Монархия Вильгельма III и Марии имела иную юридическую природу, поскольку совершенно другими оказались формы ограничения королевской власти. Источником легитимности английской короны после 1688 г. впервые в конституционной истории страны стал парламентский акт, оформленный в виде статута. Таким образом, экстраординарная прерогатива поздних Стюартов оказалась ограниченной статутным правом так же, как ординарная прерогатива их ранних предшественников ограничивалась парламентом. Это, однако, не означает, что данная прерогатива исчезла полностью. Британские монархи на протяжении «долгого XVIII в.» сохраняли титул защитников веры, и религиозные вопросы оказывали важное, а подчас, как будет показано ниже, ключевое влияние на политическую повестку вплоть до первой трети XIX в. С другой стороны, ординарная королевская прерогатива, проводником которой являлся парламент, оказалась фиксированной в своих границах там, где она затрагивала права и свободы подданных английской короны. Эта перемена также была осуществлена парламентом при помощи статутного права. По сути, в результате событий 1688 г. возникла не конституционная монархия современного типа, и не «парламентская монархия», как это некогда представляли себе историки традиционного вигского направления, но лишь новая форма ограниченной монархии. Характерной особенностью последней стал комплексный характер ограничения королевской прерогативы. Ординарная составляющая последней традиционно регламентировалась общим правом и парламентом как проводником ординарной прерогативы. В этом отношении Славная революция если и внесла нечто новое в традиционную конституционную конструкцию английской монархии, то лишь в том отношении, что была ограничена возможность монарха использовать ординарную прерогативу вопреки смыслу общего права. Что же касается экстраординарной прерогативы, то, будучи ограниченной парламентским актом, она оказалась лишь формализованной при помощи норм статутного права, но мало изменилась по сути.

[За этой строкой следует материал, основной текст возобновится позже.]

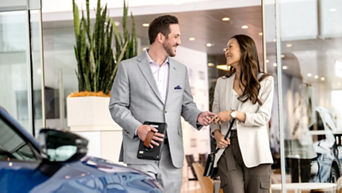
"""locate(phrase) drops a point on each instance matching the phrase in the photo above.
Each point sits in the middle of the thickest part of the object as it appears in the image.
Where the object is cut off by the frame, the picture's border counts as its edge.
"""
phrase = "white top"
(253, 132)
(235, 105)
(160, 75)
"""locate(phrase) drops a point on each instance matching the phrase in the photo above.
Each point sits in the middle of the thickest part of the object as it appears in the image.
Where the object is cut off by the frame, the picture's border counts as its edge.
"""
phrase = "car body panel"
(88, 174)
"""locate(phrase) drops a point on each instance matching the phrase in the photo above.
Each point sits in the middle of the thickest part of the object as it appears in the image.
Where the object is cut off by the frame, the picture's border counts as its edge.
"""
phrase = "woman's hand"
(222, 117)
(220, 141)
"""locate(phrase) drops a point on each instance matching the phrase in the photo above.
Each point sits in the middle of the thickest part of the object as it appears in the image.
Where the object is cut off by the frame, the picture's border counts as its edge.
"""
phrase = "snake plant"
(97, 59)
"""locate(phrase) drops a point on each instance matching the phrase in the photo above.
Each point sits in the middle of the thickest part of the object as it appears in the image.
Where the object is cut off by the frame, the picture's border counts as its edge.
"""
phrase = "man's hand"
(220, 141)
(204, 118)
(144, 129)
(222, 117)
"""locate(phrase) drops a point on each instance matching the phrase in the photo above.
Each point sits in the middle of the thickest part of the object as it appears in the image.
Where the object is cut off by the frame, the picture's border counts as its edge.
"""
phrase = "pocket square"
(177, 87)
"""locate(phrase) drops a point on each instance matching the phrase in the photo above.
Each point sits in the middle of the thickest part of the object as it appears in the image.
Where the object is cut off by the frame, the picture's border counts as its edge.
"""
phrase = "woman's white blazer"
(253, 135)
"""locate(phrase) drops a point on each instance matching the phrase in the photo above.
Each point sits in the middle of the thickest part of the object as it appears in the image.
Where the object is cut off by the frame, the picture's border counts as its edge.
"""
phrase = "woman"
(245, 94)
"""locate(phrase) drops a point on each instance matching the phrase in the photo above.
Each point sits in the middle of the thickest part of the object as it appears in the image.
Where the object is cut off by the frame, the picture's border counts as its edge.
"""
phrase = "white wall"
(196, 142)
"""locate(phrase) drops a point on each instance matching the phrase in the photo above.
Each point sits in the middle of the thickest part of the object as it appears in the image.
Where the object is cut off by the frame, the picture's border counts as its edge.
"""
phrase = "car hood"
(92, 174)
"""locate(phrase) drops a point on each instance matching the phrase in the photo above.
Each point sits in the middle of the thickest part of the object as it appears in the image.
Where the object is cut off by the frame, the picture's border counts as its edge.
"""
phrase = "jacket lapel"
(172, 79)
(145, 69)
(229, 92)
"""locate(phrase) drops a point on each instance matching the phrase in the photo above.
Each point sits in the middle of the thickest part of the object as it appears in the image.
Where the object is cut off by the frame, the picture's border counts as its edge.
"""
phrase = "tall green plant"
(97, 62)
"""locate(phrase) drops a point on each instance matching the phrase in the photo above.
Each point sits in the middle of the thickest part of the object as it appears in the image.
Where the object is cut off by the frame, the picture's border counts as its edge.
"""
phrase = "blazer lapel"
(145, 69)
(171, 81)
(229, 92)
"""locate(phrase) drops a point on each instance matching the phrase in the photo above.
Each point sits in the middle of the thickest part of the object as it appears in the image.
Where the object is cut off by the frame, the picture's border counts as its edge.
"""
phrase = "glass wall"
(20, 64)
(308, 53)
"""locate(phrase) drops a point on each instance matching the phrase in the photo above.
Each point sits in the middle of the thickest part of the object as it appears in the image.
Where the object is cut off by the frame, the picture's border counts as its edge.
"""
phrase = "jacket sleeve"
(119, 102)
(263, 114)
(189, 110)
(215, 107)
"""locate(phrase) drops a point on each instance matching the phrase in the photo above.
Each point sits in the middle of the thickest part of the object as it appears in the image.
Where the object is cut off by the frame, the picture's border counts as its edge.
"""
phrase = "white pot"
(89, 117)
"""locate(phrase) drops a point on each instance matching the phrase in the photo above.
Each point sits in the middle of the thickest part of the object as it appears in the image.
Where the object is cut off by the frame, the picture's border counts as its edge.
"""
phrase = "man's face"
(172, 40)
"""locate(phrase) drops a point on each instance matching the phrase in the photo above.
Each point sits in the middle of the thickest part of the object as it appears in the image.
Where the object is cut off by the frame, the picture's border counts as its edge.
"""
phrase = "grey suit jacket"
(135, 98)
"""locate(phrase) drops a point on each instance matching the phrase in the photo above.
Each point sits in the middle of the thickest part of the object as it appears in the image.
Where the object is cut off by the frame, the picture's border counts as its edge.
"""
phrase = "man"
(154, 87)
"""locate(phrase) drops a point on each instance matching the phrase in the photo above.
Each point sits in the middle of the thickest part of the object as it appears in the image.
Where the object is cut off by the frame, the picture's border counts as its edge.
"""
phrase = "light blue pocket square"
(177, 87)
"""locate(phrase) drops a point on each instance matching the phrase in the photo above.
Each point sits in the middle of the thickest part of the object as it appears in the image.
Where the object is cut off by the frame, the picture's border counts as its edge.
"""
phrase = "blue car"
(59, 164)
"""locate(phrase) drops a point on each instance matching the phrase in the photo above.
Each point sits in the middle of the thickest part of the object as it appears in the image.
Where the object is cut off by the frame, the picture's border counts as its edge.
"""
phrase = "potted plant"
(98, 50)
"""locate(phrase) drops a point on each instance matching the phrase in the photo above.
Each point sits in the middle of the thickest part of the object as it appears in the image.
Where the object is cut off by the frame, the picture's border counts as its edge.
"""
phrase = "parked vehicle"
(58, 164)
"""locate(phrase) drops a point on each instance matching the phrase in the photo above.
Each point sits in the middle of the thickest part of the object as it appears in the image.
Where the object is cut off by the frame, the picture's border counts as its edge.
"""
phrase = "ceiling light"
(225, 19)
(223, 67)
(338, 68)
(244, 27)
(288, 45)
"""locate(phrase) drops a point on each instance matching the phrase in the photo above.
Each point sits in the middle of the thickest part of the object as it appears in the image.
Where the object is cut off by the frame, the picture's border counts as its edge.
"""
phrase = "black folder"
(151, 153)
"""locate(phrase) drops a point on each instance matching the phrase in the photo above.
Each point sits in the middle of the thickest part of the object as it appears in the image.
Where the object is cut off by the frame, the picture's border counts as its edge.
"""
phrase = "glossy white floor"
(189, 186)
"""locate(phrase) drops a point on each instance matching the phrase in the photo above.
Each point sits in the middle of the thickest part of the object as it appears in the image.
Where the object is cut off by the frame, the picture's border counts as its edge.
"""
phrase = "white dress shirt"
(161, 75)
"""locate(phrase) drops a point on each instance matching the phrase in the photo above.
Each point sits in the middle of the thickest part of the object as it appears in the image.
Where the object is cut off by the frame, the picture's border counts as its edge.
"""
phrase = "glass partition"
(309, 58)
(20, 62)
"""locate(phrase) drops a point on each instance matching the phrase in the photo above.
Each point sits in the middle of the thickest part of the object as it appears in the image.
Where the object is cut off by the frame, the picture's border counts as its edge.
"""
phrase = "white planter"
(90, 117)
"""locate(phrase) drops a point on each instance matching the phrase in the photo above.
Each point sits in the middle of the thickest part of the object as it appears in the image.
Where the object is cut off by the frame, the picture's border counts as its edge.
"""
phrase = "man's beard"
(168, 49)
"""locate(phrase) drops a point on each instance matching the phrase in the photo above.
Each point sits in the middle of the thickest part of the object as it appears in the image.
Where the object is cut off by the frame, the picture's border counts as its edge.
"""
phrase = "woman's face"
(233, 53)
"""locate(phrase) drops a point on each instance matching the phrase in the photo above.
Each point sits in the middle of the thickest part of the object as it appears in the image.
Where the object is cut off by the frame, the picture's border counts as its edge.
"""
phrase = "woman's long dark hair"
(249, 63)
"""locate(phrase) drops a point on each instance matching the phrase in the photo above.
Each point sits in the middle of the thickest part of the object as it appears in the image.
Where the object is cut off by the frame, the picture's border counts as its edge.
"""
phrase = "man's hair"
(161, 24)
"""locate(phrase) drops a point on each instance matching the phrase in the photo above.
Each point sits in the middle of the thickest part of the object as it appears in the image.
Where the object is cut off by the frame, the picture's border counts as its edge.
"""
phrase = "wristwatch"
(233, 114)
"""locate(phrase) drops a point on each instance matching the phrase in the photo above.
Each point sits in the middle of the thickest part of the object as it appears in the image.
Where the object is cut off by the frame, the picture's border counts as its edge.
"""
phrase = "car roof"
(19, 129)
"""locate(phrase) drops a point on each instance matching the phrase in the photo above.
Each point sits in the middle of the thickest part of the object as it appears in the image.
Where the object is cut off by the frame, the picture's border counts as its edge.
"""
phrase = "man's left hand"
(204, 118)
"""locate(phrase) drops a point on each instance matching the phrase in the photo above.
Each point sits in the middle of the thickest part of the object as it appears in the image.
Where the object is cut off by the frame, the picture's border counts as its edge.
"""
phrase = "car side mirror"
(62, 146)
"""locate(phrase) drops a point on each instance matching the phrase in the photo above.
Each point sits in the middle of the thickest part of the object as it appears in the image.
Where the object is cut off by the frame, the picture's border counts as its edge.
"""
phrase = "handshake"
(205, 118)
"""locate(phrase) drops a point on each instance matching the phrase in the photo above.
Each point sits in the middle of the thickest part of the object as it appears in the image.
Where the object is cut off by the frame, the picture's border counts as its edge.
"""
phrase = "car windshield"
(13, 147)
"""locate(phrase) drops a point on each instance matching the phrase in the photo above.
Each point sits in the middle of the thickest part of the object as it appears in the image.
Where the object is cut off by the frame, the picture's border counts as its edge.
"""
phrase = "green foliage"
(96, 60)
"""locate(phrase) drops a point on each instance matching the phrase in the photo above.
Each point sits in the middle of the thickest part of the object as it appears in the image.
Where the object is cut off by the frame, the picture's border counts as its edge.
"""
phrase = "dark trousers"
(236, 177)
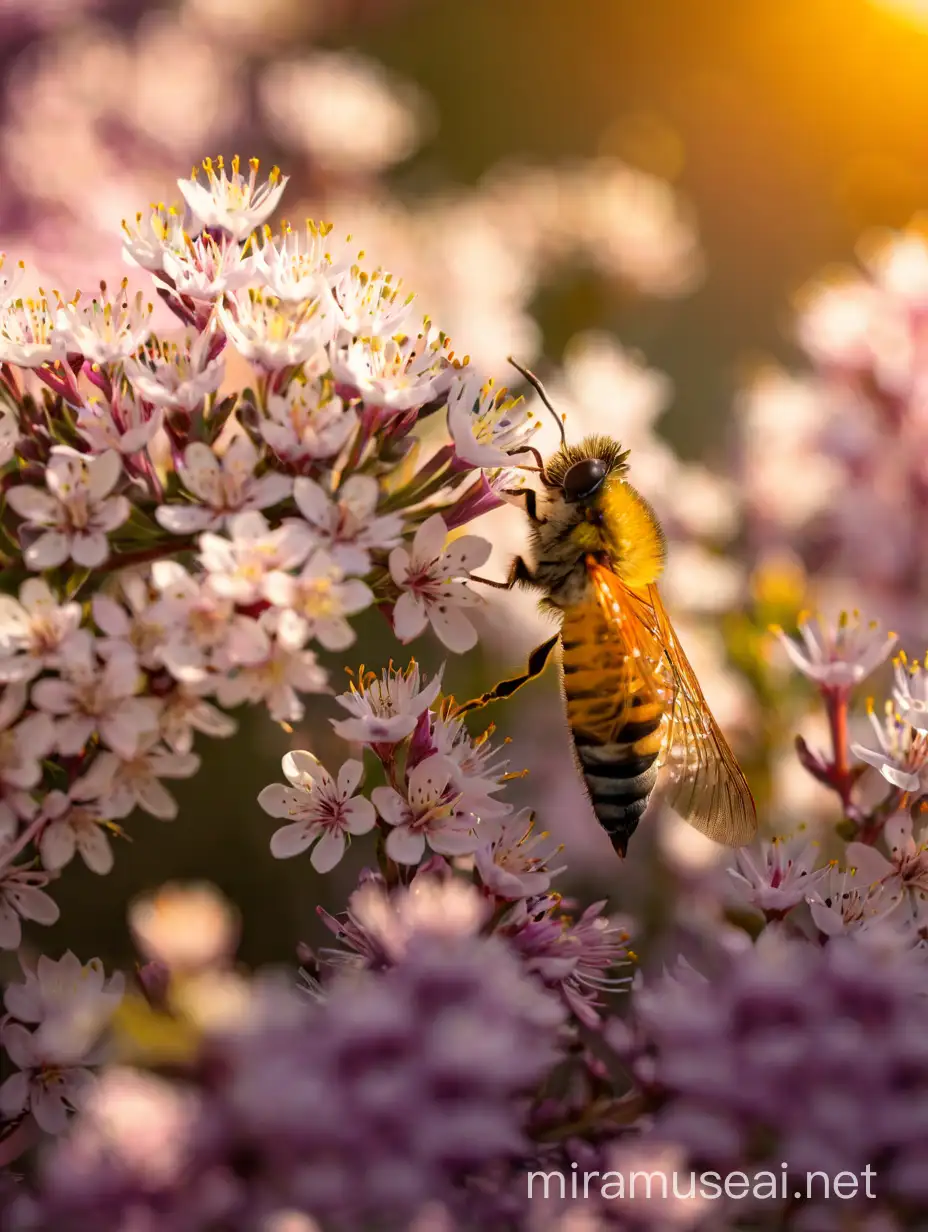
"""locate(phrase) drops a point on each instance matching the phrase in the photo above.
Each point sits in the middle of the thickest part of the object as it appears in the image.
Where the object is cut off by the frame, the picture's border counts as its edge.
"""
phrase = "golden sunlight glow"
(915, 10)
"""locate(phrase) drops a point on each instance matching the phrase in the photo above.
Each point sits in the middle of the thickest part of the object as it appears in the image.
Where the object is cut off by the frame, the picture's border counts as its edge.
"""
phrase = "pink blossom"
(325, 811)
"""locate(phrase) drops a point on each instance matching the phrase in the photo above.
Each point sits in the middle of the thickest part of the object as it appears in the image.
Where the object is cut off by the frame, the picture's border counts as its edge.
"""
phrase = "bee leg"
(531, 503)
(537, 660)
(519, 572)
(542, 473)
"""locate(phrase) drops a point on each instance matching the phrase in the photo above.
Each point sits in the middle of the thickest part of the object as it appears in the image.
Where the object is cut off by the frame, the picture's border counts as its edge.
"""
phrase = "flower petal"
(328, 851)
(404, 847)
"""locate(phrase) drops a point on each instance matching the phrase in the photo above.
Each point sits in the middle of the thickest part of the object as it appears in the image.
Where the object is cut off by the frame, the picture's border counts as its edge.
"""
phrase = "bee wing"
(703, 780)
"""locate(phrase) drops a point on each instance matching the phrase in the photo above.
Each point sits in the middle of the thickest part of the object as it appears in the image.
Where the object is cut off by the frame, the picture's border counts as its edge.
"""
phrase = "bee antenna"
(540, 391)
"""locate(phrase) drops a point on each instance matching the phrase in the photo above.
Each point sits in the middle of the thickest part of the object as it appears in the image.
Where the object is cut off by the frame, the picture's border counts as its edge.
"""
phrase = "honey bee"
(634, 704)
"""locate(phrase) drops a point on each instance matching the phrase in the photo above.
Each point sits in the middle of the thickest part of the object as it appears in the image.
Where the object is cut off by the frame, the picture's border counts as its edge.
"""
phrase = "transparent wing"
(705, 784)
(701, 778)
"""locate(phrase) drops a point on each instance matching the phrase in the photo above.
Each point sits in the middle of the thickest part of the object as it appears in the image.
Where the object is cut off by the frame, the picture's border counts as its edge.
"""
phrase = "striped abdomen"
(619, 764)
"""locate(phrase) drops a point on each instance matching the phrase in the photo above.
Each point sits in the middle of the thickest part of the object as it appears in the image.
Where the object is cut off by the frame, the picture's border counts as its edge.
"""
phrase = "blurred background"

Это имело два важных следствия для последующей трансформации ключевых политических институтов, институтов участия и политических практик, характерных для Великобритании на протяжении XVIII – первой трети XIX вв. Ограничение прерогативных полномочий короны актами парламента, оформленное в виде статутов, способствовало дальнейшему укреплению характерной для английского общего права убежденности в том, что положения статутов представляют собой юридическую форму контракта между обществом и властью.199 В этом отношении ограниченная монархия поздних Стюартов имела ярко выраженный персональный характер.200 Статутные ограничения королевской прерогативы привели к тому, что парламент, оставаясь важнейшим институтом осуществления ординарной прерогативы, получил закрепленную прецедентом возможность формировать собственную политическую повестку. При этом следует помнить, что, как это обычно случается в английской конституционной традиции, от наличия формальной возможности формировать такую повестку до ее реального воплощения в политической практике всегда имеется определенная дистанция. Тем не менее, общее направление эволюции английского парламента от проводника ординарной прерогативы к законодательному органу в современном значении этого термина, было заложено уже в конце XVII в.201
Таким образом, основным содержанием процесса эволюции партийно-политической системы, институтов политического участия и политических практик на протяжении XVIII – первой трети XIX вв., стал постепенный переход ряда прерогативных полномочий монархии в руки парламента, тесно связанный с постепенным формированием принципа ответственности правительства. Кроме того, прекращение обращения короны к прерогативными полномочиям, постепенный отказ от права вето и использование парламентского большинства как надежной опоры достижения необходимого результата при решении самых различных вопросов текущей политики стали важными аспектами такой эволюции. Появление в парламенте прообразов политических партий, оформленных в виде аристократических фракций, использующих влияние при дворе в качестве одного из ключевых инструментов текущей политики, а также оформление кабинета министров в качестве органа, относительно самостоятельного в процессе принятия политических решений, дополняли картину очень сложной эволюции английской политической системы в XVIII – первой трети XIX вв. Кроме того, наличие отработанной парламентской процедуры, имеющей опору на общее право, способствовало успешному функционированию парламента в условиях отсутствия репрезентативной системы политического представительства, однако оформление современной конституционной модели было связано с событиями «конституционной революции» первой трети 20-х – середины 30-х гг. XIX в.